Nicknamed “Ali”, Jo-Wilfried Tsonga’s resemblance to the boxing great goes beyond just looks and the shadow boxing celebration he often does after a wins. The affable world No.13 also has exceptional movement for a big man (188cm) and a powerful serve to go along with solid groundstrokes on both wings, tennis’ version of a floating butterfly and stinging bee.
The tennis world got its first good look at Tsonga at the 2008 Australian Open when, as an unseeded player, he defeated Rafael Nadal en route to the finals (l. to Djokovic). Since his breakthrough year, Tsonga has been a constant fixture on tour, earning a career-high ranking of five and made another five trips to semis at the majors, and he’s won at least one title every year except for 2010. His twelve career titles include two ATP Masters He most impressively beat three of the “Top 4” on his way to the 2014 Canadian title – Novak Djokovic in the third round, Andy Murray in the quarters, and Roger Federer in the final.

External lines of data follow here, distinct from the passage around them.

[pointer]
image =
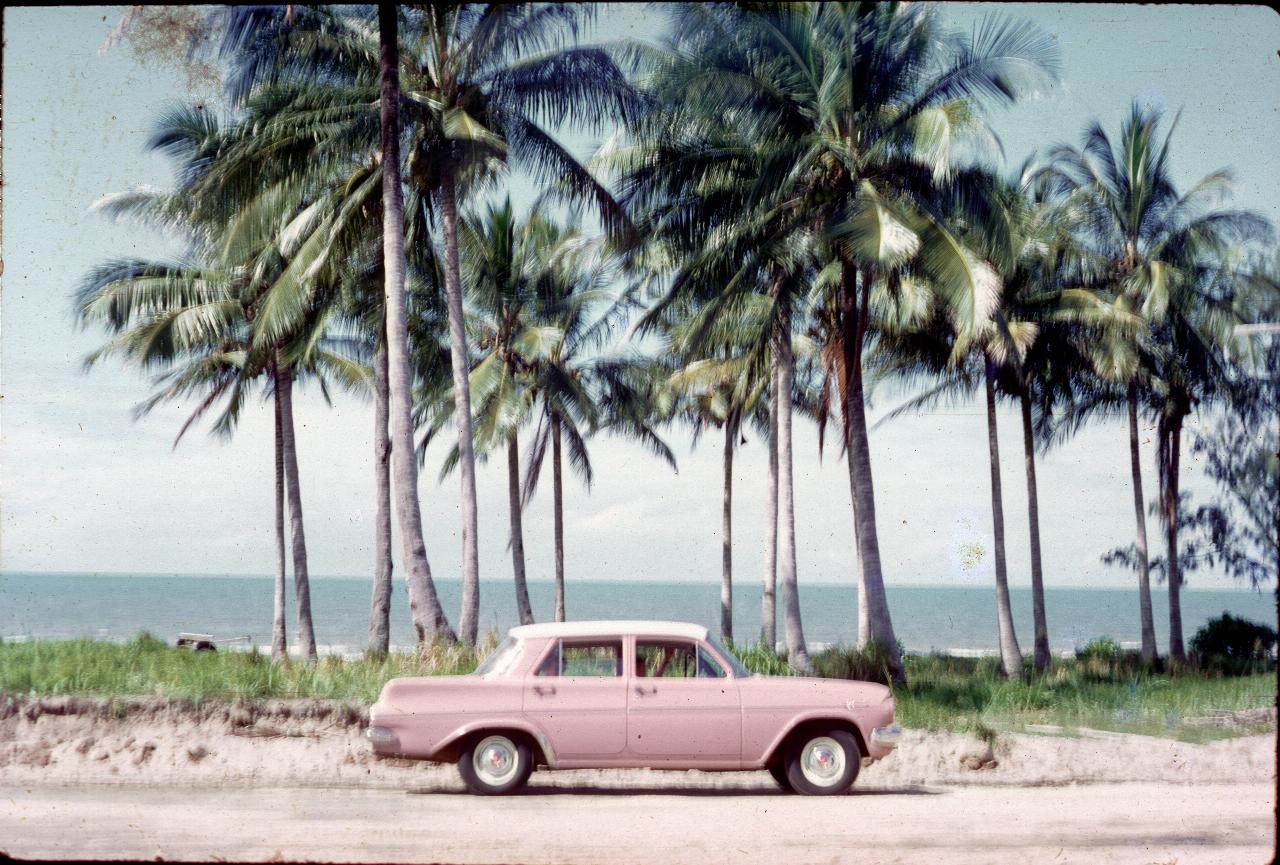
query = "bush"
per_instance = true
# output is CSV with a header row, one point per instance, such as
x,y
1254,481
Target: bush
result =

However, Tsonga’s full potential has been hampered by injuries throughout his career. “It’s never easy because you lost time,” he said. “You lost time to be a better player. All the other guys play and they improve a lot their game. You just hope. Then you have to come back at your level (and) other guys at this time are even better.”
This season hasn’t been much better with adductor and knee injuries causing him to retire from both the French and US Opens.
“I have had a lot of difficulties in my career, and you just can’t say every single time something goes wrong I’m not playing, because I would have almost never played or half seasons only,” he said. “I don’t know how many times I will play. But, you know, it’s part of my life, you know, to have happy days and to have, you know, bad days.”
Still, the entertaining Frenchman gives absolutely everything to every match, endearing himself to fans.
In tears at having to retire at the French Open, he said: “You play with your heart, so I have no filter. As I say, the emotions just flow out of me.”
When healthy, Tsonga has again shown flashes of brilliance this year, defeating Federer in Monte Carlo and twice coming back from two sets to love down at the French Open and Wimbledon.
In Shanghai he is looking to defend last year’s finals appearance and possibly experience more “happy days” in taking home his first title of 2016.